Rant of the Week: Outdated tactics, technology and thinkers
Many both here and abroad believe that the United States has the most powerful military in the world and for the most part they are correct. However the U.S. will be losing that spot rather quickly if they don’t change the ways they use to win wars, and the people who think them up. The U.S. currently spends 1.75 billion dollars a day on the military all for things that seem new to most, but are still things that were used for WWII strategy. The U.S. is taking baby steps if not smaller to adapt to the 21st Century era of warfighting and warthinking.
The United States has been at war for nearly 10 years and we are having little success and certainly not the overwhelming victory we were promised. This is in part because the terrorist networks are able to attack and slip away in small precise attacks. Whereas the U.S. is still thinking it can fight a war based on mass engagement. If you don’t believe me then have a look at WWI and the German blitzkrieg. The Germans saw that everyone including their own were using outdated tactics and the Germans used that to their advantage in running them over quickly and effectively.
The United States has been spending billions on updating outdated technology this being tanks, aircraft, aircraft carriers and warships along with the failed future warrior system. These things would be rendered useless in a conventional war with a more adapted mobile military. The U.S. is not alone in developing supersonic anti ship missiles, which can incinerate ships, especially the steel hull’s of most U.S. navy ships.
The technology available today that is able to be implemented in battle is being denied for various reasons; one being the Generals and battle plan makers. The men who think up the way to win a war are often an older generation taught at a war college which teaches how battles were won from the past. These Generals then input outdated strategy into a 21st century battlefield. This has been proven time and again since Vietnam. Clearly someone steered them onto the right path by trying to make the military a more mobile connected force. They have expanded the Army’s combat brigades from around 12 to over 50, but that is more to ease troop stress than to help win a war.

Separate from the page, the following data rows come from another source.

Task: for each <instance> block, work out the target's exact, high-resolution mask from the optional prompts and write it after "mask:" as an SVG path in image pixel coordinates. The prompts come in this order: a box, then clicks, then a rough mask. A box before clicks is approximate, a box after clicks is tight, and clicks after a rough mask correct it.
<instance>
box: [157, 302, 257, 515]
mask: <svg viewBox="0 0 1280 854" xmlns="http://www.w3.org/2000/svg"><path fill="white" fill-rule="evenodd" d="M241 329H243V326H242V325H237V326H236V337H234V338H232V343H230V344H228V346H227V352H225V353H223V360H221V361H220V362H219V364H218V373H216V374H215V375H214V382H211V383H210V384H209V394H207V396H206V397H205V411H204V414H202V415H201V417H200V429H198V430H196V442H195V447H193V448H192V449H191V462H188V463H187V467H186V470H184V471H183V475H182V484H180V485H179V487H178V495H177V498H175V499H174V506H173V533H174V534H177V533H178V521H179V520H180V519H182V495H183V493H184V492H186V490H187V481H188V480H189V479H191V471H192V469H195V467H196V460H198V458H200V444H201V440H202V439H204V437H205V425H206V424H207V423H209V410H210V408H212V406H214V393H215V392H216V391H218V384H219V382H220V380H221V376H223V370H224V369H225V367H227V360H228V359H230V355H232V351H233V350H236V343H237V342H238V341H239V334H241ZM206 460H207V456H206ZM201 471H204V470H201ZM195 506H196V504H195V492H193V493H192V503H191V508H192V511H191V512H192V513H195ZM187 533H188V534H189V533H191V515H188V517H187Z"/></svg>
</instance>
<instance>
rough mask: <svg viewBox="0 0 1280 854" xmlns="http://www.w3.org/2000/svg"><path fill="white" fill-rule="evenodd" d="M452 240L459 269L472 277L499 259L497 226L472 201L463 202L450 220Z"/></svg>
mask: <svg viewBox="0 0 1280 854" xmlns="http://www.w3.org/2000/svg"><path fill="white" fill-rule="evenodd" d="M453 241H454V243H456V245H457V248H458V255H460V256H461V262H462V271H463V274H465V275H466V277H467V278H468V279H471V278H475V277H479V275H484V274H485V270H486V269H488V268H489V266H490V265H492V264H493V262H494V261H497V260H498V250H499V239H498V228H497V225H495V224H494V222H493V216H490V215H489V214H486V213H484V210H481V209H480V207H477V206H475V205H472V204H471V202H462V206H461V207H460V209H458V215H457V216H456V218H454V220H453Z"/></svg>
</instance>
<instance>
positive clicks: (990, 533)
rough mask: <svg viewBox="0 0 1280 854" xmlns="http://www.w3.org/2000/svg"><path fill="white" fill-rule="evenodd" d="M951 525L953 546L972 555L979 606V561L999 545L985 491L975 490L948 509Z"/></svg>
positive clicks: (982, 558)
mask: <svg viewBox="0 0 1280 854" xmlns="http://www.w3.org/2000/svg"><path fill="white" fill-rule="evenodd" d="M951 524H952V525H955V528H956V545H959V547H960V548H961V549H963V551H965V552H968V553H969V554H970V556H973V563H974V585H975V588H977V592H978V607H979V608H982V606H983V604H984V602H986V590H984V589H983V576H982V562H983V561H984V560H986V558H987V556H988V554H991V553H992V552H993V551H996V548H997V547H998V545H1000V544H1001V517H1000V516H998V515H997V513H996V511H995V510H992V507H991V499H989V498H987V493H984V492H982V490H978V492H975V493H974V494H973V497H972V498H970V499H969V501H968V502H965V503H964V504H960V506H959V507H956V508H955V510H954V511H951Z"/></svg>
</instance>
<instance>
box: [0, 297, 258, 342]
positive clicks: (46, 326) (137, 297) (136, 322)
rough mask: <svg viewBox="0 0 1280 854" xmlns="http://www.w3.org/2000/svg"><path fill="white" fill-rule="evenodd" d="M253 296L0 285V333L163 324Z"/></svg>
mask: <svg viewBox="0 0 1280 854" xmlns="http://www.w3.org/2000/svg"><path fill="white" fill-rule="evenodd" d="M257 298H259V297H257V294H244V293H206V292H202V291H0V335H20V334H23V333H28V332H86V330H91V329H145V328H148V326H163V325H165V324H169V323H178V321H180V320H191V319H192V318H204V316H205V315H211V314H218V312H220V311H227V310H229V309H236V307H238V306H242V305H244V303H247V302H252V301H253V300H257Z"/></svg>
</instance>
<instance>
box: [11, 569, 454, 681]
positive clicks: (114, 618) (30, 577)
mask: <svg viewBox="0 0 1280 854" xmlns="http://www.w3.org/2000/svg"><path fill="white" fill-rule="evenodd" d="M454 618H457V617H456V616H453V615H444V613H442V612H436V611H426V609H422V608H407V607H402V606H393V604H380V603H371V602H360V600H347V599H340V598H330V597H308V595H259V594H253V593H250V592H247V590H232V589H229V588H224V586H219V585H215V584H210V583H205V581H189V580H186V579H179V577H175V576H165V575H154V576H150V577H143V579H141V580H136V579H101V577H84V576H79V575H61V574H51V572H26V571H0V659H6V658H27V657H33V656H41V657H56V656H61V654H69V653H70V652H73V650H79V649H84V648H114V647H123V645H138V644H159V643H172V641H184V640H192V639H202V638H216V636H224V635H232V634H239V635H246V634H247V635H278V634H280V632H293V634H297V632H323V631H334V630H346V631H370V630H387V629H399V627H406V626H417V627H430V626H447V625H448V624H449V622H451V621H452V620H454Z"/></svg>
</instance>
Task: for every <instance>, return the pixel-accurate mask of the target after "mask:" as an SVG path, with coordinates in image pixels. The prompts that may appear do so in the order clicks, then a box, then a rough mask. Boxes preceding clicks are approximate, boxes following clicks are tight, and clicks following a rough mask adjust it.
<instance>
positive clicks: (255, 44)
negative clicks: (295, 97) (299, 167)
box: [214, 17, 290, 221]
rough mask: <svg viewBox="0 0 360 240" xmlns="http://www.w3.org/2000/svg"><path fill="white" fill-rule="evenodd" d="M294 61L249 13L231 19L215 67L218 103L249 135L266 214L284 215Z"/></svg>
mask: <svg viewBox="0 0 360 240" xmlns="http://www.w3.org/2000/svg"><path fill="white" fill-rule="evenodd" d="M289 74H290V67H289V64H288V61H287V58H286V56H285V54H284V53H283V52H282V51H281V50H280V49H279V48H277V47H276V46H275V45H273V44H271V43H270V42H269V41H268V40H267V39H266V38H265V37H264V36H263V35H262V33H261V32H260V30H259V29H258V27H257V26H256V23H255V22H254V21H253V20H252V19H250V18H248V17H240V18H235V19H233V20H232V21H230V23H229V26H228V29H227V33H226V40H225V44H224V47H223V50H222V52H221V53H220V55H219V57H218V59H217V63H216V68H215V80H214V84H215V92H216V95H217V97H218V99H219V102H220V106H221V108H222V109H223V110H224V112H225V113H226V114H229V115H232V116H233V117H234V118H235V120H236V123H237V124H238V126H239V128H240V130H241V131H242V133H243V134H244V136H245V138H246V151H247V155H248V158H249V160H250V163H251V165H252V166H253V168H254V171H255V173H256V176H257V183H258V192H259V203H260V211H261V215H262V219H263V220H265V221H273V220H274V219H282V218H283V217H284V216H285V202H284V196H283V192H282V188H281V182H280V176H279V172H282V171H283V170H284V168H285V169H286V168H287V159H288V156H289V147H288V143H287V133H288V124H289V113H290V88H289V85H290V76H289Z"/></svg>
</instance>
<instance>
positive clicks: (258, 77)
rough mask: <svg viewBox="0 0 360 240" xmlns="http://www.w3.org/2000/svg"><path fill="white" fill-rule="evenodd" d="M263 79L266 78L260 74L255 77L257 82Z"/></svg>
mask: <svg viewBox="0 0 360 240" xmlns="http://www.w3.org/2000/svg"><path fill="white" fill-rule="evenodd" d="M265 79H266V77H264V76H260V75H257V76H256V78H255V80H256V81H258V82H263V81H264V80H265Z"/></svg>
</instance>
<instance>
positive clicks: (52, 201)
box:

The U.S. needs to realize that a lot of smaller brigades will beat the few and the large. The U.S. is currently seeing high success with this as they have been deploying platoon sized elements to smaller FOB’s and those troops work directly with the civilian militia. These groups are well received because they work hand in hand with the civilians and the people are willing to trust them with information. These small groups are linked in with aircraft, artillery and the like, thus making them as effective as a larger force but without the distrust from the people. The higher up’s have been reluctant to allow more of these types of units because they are stuck in the rut of believing the wars of today and tomorrow are going to be mass attack and huge battles. Smaller more agile and technologically linked units; prove to be far more capable of winning today’s wars than the huge army’s of the past.
Insurgents have learned that a tactic called “swarming” has had excellent success. This is a method of hitting several targets all at once, as seen in the Mumbai attacks. The chances of dealing death blows in battle is far greater using small agile units “swarming” several targets simultaneously than massing an army in convoys and seeking and destroying. Traditional types of warfare are gone, because our enemy has evolved and know how we fight today. We need to adapt for tomorrow. In the future it will take a swarm to defeat a swarm.
Now by using smaller units to defeat foe’s of both larger and smaller size there is no need to reduce the manpower of today, but there is a huge need to reorganize. The military has reduced in size drastically after WWII and Vietnam. Making a smaller effective force linked in and using all of today’s technology will make our military far more able to respond to an attack and much more capable of winning. America is still on the belief that size matters; like a lot of countries. The size is irrelevant if you cannot adapt to the ever evolving enemies. A smaller force with a bigger punch is far better than a large blind man at a boxing tournament. Al Qaeda has taken advantage of this since well before September 11, look at the blow they dealt us; yet here we are 10 years later with no clear victory and ever-increasing attacks in Afghanistan. We provided Afghanistan with the weapons they needed to defeat Russia in the 80′s and they did that by employing technology and small army tactics of swarming. So whatever the U.S. chooses to do, either reduce or restructure or both it will prove to be instrumental in our effort to keep peace and preserve it.
Currently the United States is putting the American people and its allies at greater risk than if it were a 21st century force. To the people who say we’re the best in the world, I cite every major ground combat offensive since WWII as my reasoning. The United States has a huge stick but its made of balsa and hard to swing. The United States has shown how incapable we are at responding to today’s types of attacks and wars and we have been shown how effective those small networked groups of terrorists are, yet we cannot adapt to their way of warfighting. To be on the cutting edge of combat we need to overhaul our way of waging war and the people who design how wars are won.
The United States should learn from the past and see how army’s who changed their strategy, either after a defeat or before one, and adapted to the new combat being waged and achieved massive success, the army’s that are smart enough to realize this before the U.S. become our biggest opponent.